Why Companies Should NOT Raise (and Burn) Aggressively
- Importance of momentum. As a founder, there is no variable more important to manage adeptly than momentum. The perception of strong momentum is critical when you’re trying to recruit great people, raise funds and convince prospects to become customers. Similarly, the loss of momentum can have starkly negative effects on each of these dimensions. When you raise a big round at a very high price, the momentum bar gaps upward. If you reset the bar too high, you risk the next step not being up, but actually flat or down, causing momentum to erode. Sometimes more realistic and steadier step-ups in key metrics, including fundraising and burn rate, makes momentum easier to hold for longer, ultimately enabling you to arrive at a better destination. Etsy’s (ETSY) IPO last week is a good example. The company raised under $100M over the 9+ years it grew prior to its public debut, including a $40M Series F in mid 2012, it’s last private round, at a sub $400M valuation. The company left plenty of headway to continue its valuation march upwards.
- Necessity is the mother of invention. Some of the very strongest companies develop strength, resolve and focus early on when resources are scarce. These qualities can become part of the culture and serve as powerful enablers down the road as competition heats up and stakes get higher. Tableau (DATA) and Splunk (SPLK), both worth over $6Bn as public companies today, each raised far less than $100M before going public as examples.
- Reduce optionality. The higher you price your company and the more money you take, the fewer good exit options become available. Price too high and the most likely acquirers may get priced out of buying your company and look elsewhere. In the absence of potential acquirers, an IPO becomes the only plausible positive exit, but the public market can be fickle and unpredictable.

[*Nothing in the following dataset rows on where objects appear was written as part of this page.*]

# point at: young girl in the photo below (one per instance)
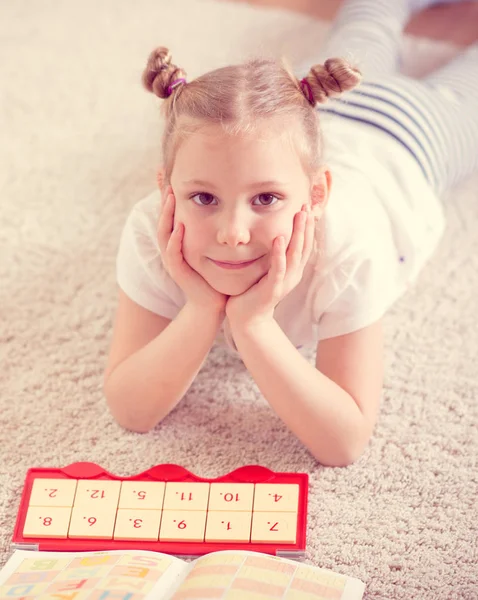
(260, 233)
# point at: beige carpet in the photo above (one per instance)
(79, 145)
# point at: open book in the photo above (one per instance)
(145, 575)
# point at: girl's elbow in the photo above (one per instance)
(129, 420)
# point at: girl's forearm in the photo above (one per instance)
(147, 385)
(318, 411)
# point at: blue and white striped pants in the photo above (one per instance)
(434, 118)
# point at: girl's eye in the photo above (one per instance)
(209, 197)
(267, 196)
(204, 195)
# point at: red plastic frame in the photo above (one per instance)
(165, 472)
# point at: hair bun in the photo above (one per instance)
(160, 73)
(332, 78)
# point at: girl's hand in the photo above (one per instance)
(285, 272)
(195, 287)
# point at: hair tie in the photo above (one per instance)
(174, 84)
(307, 90)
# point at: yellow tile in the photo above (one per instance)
(98, 493)
(231, 496)
(283, 497)
(142, 494)
(46, 521)
(274, 527)
(137, 524)
(186, 496)
(20, 591)
(225, 526)
(89, 522)
(52, 492)
(184, 525)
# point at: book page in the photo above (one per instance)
(113, 574)
(242, 575)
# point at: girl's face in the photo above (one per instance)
(235, 195)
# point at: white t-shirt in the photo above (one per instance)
(382, 223)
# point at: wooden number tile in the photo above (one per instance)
(98, 493)
(283, 497)
(142, 494)
(184, 525)
(52, 492)
(89, 522)
(223, 526)
(231, 496)
(137, 524)
(186, 496)
(46, 521)
(274, 527)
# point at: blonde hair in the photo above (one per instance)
(240, 97)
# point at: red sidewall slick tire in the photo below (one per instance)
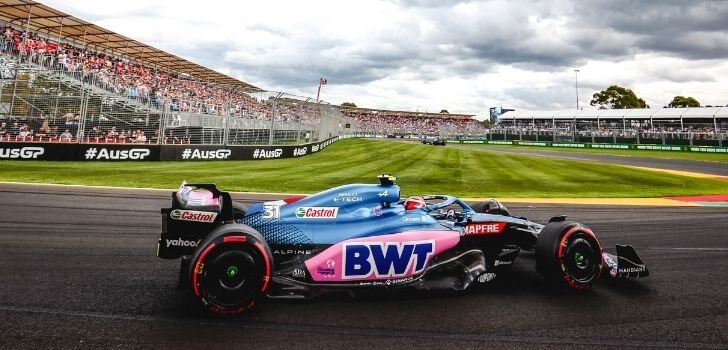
(569, 255)
(230, 269)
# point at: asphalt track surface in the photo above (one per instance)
(78, 271)
(705, 167)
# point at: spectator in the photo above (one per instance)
(66, 135)
(141, 138)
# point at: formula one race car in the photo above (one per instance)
(436, 141)
(363, 236)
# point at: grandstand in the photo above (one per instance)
(703, 126)
(59, 72)
(375, 122)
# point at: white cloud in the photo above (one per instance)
(433, 55)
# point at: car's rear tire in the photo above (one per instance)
(239, 211)
(569, 255)
(230, 269)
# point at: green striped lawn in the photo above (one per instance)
(420, 169)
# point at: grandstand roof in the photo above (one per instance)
(405, 113)
(638, 113)
(59, 26)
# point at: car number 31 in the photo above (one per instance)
(271, 211)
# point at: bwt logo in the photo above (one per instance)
(297, 152)
(190, 153)
(22, 153)
(133, 154)
(261, 153)
(385, 259)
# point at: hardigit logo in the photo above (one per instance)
(489, 228)
(297, 152)
(195, 153)
(133, 154)
(317, 212)
(23, 153)
(386, 259)
(262, 153)
(193, 215)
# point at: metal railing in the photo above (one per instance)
(716, 138)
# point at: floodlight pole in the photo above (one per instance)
(576, 81)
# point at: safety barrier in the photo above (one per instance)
(673, 148)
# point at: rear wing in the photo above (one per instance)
(197, 209)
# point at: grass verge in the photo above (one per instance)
(698, 156)
(420, 169)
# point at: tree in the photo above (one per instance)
(617, 97)
(682, 101)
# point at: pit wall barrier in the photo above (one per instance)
(141, 152)
(672, 148)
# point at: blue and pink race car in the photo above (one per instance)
(364, 236)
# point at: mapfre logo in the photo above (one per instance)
(21, 153)
(94, 153)
(193, 215)
(488, 228)
(261, 153)
(194, 153)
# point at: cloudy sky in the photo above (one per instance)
(428, 55)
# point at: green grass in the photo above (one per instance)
(420, 169)
(707, 157)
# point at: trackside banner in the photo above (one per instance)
(38, 151)
(200, 152)
(132, 152)
(679, 148)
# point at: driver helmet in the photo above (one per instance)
(414, 202)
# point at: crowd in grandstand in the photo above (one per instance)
(158, 88)
(391, 122)
(178, 93)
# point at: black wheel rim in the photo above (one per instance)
(580, 260)
(230, 277)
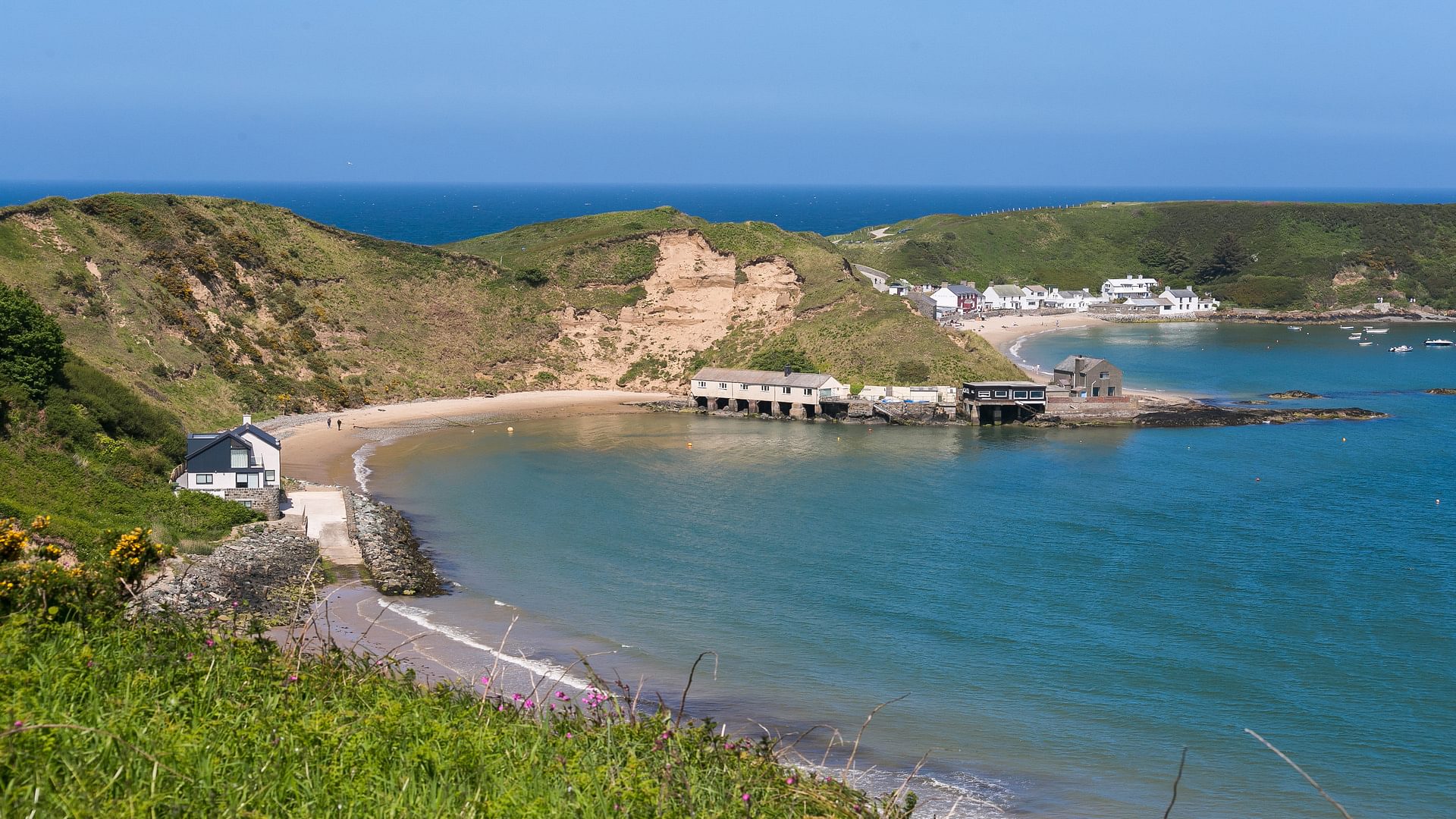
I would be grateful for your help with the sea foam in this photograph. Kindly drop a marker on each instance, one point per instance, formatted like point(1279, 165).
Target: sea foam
point(539, 668)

- Capital market reliance can be deadly. An aggressive burn rate can become addictive, making it difficult to reduce spend. Relying on new rounds of capital at ever higher valuations to finance your high burn works great in up markets. But, when the market turns down (which it eventually always does), you will face a very difficult situation if you need cash to support growth (upon which your high valuation is predicated).

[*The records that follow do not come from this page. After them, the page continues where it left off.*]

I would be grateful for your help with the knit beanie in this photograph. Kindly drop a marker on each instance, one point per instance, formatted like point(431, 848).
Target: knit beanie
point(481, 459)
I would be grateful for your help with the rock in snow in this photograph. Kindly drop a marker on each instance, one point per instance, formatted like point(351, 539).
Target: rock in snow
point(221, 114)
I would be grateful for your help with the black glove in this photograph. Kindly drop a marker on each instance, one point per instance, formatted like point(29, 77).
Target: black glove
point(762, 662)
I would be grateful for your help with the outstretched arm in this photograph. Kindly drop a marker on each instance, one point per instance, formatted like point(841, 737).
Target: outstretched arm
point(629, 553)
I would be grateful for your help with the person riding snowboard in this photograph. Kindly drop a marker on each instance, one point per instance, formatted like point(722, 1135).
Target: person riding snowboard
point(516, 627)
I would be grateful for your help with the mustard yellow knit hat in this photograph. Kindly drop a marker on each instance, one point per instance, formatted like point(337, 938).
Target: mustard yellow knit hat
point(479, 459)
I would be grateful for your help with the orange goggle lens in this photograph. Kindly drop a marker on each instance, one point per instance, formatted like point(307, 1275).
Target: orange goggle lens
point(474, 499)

In the absence of a simple recipe, I typically advise founders to raise cash when you can get it, but always have a plan to live off your current round that you can implement if the market turns downward. If you risk losing leadership in your market, raise and spend enough to protect your position, but not much more. Finally, make sure your investors are in alignment with your strategy. If you face unexpected challenges, you’ll need their support more than ever.